MOH and neurochemical levels
The 1-year prevalence of MOH is 2–3% for the general population and at least 50% for individuals with CM overuse medication [57, 58]. The pathogenesis by which medication overuse facilitates migraine transformation is incompletely understood. Numerous studies have shown that MOH is associated with atypical structures and functions of brain regions responsible for pain processing and those that are commonly implicated in addiction . Some hypotheses have been proposed, such as dysfunction of the descending antinociceptive network in the brainstem and disturbance of the serotonin system . However, our results failed to show a difference in neurochemical levels of patients having CM with and without MOH, which is consistent with the conclusions of previous studies .

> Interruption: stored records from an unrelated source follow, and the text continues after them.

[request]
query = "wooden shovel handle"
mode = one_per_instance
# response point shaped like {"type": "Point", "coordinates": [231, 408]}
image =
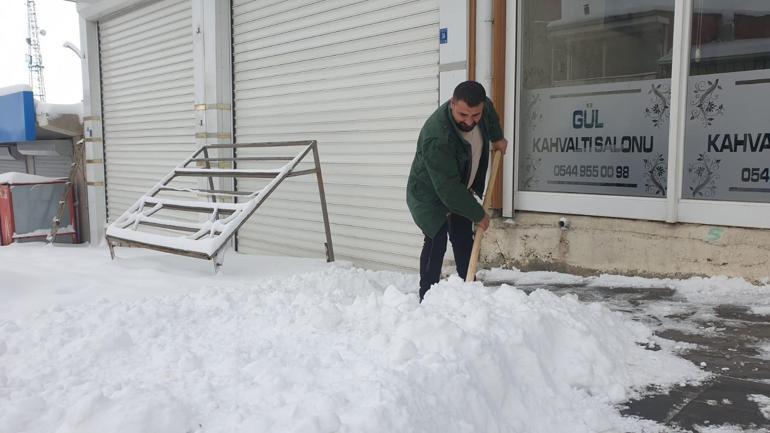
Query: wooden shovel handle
{"type": "Point", "coordinates": [474, 262]}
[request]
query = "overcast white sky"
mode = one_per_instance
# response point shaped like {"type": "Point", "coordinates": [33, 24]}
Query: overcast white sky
{"type": "Point", "coordinates": [59, 18]}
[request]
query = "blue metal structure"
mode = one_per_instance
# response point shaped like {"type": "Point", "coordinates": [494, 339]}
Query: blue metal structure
{"type": "Point", "coordinates": [17, 117]}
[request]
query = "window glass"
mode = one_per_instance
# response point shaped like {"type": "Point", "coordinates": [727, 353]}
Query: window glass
{"type": "Point", "coordinates": [727, 135]}
{"type": "Point", "coordinates": [595, 96]}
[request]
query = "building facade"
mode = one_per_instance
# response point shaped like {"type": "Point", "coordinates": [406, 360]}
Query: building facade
{"type": "Point", "coordinates": [638, 126]}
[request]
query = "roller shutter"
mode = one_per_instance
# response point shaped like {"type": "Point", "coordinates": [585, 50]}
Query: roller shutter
{"type": "Point", "coordinates": [360, 77]}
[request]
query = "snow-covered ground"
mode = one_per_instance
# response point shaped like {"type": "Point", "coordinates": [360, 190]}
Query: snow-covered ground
{"type": "Point", "coordinates": [157, 343]}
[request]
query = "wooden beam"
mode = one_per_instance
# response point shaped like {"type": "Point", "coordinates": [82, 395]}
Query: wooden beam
{"type": "Point", "coordinates": [498, 85]}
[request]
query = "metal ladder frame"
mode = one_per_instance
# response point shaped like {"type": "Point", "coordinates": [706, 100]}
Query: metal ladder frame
{"type": "Point", "coordinates": [119, 232]}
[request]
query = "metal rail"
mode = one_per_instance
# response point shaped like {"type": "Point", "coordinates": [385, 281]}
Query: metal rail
{"type": "Point", "coordinates": [225, 219]}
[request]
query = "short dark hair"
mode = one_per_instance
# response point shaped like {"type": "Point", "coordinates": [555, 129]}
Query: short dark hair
{"type": "Point", "coordinates": [470, 92]}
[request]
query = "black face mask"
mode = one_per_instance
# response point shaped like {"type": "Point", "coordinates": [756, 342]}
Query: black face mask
{"type": "Point", "coordinates": [465, 128]}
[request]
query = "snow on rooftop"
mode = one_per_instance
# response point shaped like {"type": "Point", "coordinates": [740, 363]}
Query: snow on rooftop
{"type": "Point", "coordinates": [53, 111]}
{"type": "Point", "coordinates": [155, 342]}
{"type": "Point", "coordinates": [12, 178]}
{"type": "Point", "coordinates": [14, 89]}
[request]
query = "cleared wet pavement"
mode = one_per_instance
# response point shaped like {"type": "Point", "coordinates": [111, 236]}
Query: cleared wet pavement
{"type": "Point", "coordinates": [724, 340]}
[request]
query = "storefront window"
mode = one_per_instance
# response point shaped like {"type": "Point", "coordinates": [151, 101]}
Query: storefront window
{"type": "Point", "coordinates": [595, 94]}
{"type": "Point", "coordinates": [727, 135]}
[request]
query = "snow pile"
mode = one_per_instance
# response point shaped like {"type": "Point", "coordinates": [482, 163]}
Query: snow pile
{"type": "Point", "coordinates": [12, 178]}
{"type": "Point", "coordinates": [339, 349]}
{"type": "Point", "coordinates": [51, 111]}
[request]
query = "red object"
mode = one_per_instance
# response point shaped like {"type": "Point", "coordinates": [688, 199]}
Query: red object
{"type": "Point", "coordinates": [8, 215]}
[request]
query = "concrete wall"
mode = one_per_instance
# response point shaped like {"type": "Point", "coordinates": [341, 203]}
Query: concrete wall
{"type": "Point", "coordinates": [593, 245]}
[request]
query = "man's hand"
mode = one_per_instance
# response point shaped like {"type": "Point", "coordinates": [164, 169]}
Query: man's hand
{"type": "Point", "coordinates": [484, 223]}
{"type": "Point", "coordinates": [501, 145]}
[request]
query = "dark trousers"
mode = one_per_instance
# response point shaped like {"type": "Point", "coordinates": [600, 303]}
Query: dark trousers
{"type": "Point", "coordinates": [460, 230]}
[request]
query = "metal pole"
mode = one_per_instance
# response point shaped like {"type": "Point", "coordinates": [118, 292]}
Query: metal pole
{"type": "Point", "coordinates": [322, 195]}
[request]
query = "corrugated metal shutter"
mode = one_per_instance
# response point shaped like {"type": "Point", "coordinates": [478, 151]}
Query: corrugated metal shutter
{"type": "Point", "coordinates": [52, 166]}
{"type": "Point", "coordinates": [8, 163]}
{"type": "Point", "coordinates": [148, 99]}
{"type": "Point", "coordinates": [360, 77]}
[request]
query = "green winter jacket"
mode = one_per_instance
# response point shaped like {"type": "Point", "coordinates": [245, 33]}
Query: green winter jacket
{"type": "Point", "coordinates": [438, 180]}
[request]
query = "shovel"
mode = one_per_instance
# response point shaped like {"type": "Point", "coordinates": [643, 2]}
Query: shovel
{"type": "Point", "coordinates": [474, 262]}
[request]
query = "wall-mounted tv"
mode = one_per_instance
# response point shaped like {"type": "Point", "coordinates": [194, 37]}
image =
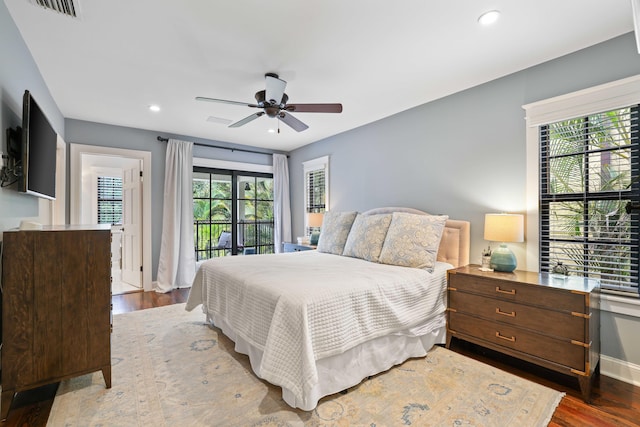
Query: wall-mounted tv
{"type": "Point", "coordinates": [39, 144]}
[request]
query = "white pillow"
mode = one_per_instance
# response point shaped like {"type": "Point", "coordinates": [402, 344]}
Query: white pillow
{"type": "Point", "coordinates": [367, 237]}
{"type": "Point", "coordinates": [413, 240]}
{"type": "Point", "coordinates": [334, 231]}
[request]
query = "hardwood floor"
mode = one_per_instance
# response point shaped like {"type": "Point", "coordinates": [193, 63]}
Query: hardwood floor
{"type": "Point", "coordinates": [614, 403]}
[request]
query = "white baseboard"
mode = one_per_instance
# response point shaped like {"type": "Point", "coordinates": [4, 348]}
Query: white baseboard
{"type": "Point", "coordinates": [620, 370]}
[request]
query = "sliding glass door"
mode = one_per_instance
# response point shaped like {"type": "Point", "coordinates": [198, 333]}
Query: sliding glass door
{"type": "Point", "coordinates": [233, 213]}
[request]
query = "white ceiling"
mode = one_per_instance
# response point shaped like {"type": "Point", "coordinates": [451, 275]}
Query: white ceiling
{"type": "Point", "coordinates": [375, 57]}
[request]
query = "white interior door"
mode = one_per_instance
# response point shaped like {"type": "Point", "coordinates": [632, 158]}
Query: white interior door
{"type": "Point", "coordinates": [131, 226]}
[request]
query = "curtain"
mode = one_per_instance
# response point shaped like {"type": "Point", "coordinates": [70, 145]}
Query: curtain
{"type": "Point", "coordinates": [177, 265]}
{"type": "Point", "coordinates": [281, 203]}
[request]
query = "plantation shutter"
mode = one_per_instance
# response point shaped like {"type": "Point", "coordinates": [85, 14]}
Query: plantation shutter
{"type": "Point", "coordinates": [109, 200]}
{"type": "Point", "coordinates": [316, 190]}
{"type": "Point", "coordinates": [590, 197]}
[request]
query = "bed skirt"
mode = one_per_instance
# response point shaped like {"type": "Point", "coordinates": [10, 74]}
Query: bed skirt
{"type": "Point", "coordinates": [339, 372]}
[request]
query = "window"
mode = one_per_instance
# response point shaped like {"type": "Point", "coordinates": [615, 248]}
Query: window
{"type": "Point", "coordinates": [109, 200]}
{"type": "Point", "coordinates": [233, 212]}
{"type": "Point", "coordinates": [580, 107]}
{"type": "Point", "coordinates": [316, 189]}
{"type": "Point", "coordinates": [590, 197]}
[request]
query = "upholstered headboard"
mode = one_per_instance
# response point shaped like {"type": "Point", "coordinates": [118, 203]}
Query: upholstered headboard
{"type": "Point", "coordinates": [455, 243]}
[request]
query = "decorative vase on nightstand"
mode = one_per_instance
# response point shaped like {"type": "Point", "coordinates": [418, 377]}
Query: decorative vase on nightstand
{"type": "Point", "coordinates": [559, 271]}
{"type": "Point", "coordinates": [503, 259]}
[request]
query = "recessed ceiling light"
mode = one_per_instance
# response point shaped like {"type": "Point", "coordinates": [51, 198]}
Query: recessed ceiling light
{"type": "Point", "coordinates": [489, 18]}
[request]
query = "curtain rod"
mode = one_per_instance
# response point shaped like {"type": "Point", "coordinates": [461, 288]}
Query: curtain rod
{"type": "Point", "coordinates": [161, 139]}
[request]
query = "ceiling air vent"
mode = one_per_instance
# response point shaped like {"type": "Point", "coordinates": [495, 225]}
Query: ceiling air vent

Headache characteristics and neurochemical levels
Correlations between neurochemical levels and migraine characteristics remain unclear. Peek et al. demonstrated that improvements in migraine frequency, intensity, and disability are associated with increased GABA + levels in the anterior cingulate cortex . Bell et al. found that higher glutamate levels in the thalamus and higher GABA/Glx ratios in the sensorimotor cortex were associated with longer durations of pediatric migraine . Additionally, lower GABA levels in the sensorimotor cortex are associated with more frequent migraine attacks . However, our results regarding the DN and PAG did not show this trend. Our results showed that the increased level of GABA in the PAG was positively correlated with the degree of depression, and that the Glx level in the DN was negatively correlated with migraine-associated disability. Furthermore, we found that lower levels of GABA in the PAG and Glx in the DN represented poorer sleep quality. In summary, we believe that the neurochemical levels in the DN and PAG are involved in the regulation of depression and sleep and are closely related to disability severity.